A non-specific surface area dominated catalytic ozonation with CuO modified β-MnO2 in efficient oxalic acid degradation

In this paper, a series of copper oxide supported manganese dioxide (CuXMnT) composites were prepared by the hydrothermal and deposition precipitation methods. The effects of different hydrothermal temperatures (100 degrees C-180 degrees C) and copper doping amounts (1-10 mM) on the structural and physicochemical properties of CuXMnT composites were systematically investigated. The BET, SEM, and XRD characterizations revealed that the CuXMnT composites exhibited a typical rod-like structure. Besides, with the increscent hydrothermal tem-perature, the BET specific surface area decreased and the crystal form of the composites changed from alpha-MnO2 to beta-MnO2. The Cu1Mn180 with low specific surface area (3.277 m(2) g(-1)) exhibited the splendid catalytic ozonation activity and the oxalic acid (OA) removal rate reached 87.5% in O-3/Cu1Mn180 process compared with single ozonation (3.2%).

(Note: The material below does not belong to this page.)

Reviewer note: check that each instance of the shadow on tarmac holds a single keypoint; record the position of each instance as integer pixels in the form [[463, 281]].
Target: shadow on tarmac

Additionally, it was noteworthy that the excellent catalytic performance of Cu1Mn180 (91.8% of OA removal rate) at pH 3.0 was resulted from the electrostatic adsorption. While, the complexation played a vital role for OA degradation at pH 6.0 and 9.0 with the OA removal efficiencies of 87.5 and 70.3% within 30 min, respectively. Furthermore, Cu1Mn180 could obtain more than 90.9% of OA removal rate during multiple consecutive cycles, representing the satisfactory stability and reusability. Moreover, the multivalent Mn, the structural oxygen species, and Cu species played the key roles for OA degradation in O-3/Cu1Mn180 process at pH 6.0 via the TEM, ESR, XPS and O2-TPD characterizations. Overall, the results presented a promising alternative material for efficient catalytic ozonation application in water.

Automated summary

In this study, CuXMnT composites were prepared by hydrothermal and deposition precipitation methods, and the effects of different hydrothermal temperatures and copper doping amounts on the properties of the composites were investigated. The results showed that Cu1Mn180 exhibited excellent catalytic ozonation activity and stability, making it a promising alternative material for efficient catalytic ozonation application in water.